A hotel employee who was dismissed after only six weeks should have received a statement of employment particulars, according to a recent decision of the Employment Appeal Tribunal (EAT).
There is no legal requirement for an employee to have a written contract of employment. However, under the Employment Rights Act 1996, an employee who is employed for a month or more must be given a written statement setting out the main terms of their employment. The statement must be provided within 2 months of the start of employment. In certain conditions, employees who do not receive a statement may be awarded up to 4 weeks’ pay as compensation.
Facts of the case
The Claimant worked at a hotel. When she complained about not getting her correct wage or an accurate pay slip, she was summarily dismissed. At the time of her dismissal she had worked at the hotel for just 6 weeks.
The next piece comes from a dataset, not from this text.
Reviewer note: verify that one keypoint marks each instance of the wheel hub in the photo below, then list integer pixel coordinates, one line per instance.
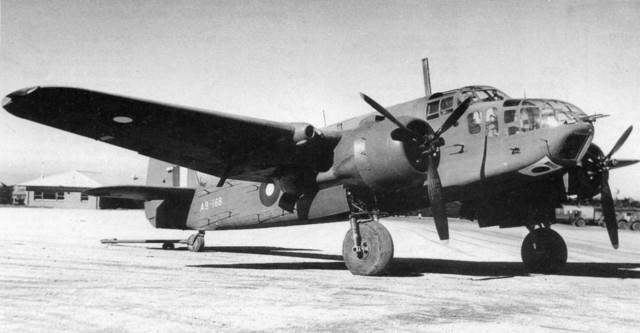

An employment tribunal upheld the Claimant’s complaint that she had been automatically unfairly dismissed because she had asserted a statutory right to receive a pay slip. However, it dismissed her additional claim for an award of 4 weeks’ pay for not having been given a statement of employment particulars, ruling that she was not entitled to a statement as her employment had ended before the employer had to provide the statement under the ERA 1996.
The Claimant appealed. The EAT ruled that the tribunal was wrong. It said that employers must give a statement of employment particulars to any employee who has worked for them for a month, even if the employee’s employment ends before the time at which the employer must provide the statement. The Claimant was entitled to a statement and to an award of compensation for not having been given a statement.
Currently there is an exception to the right to receive a statement of employment particulars for employees who work for less than 1 month. That is due to be repealed on 6th April 2020. From then, every new worker, including agency staff and those on zero-hours contracts, will be entitled to a statement of their employment particulars from day one in their role.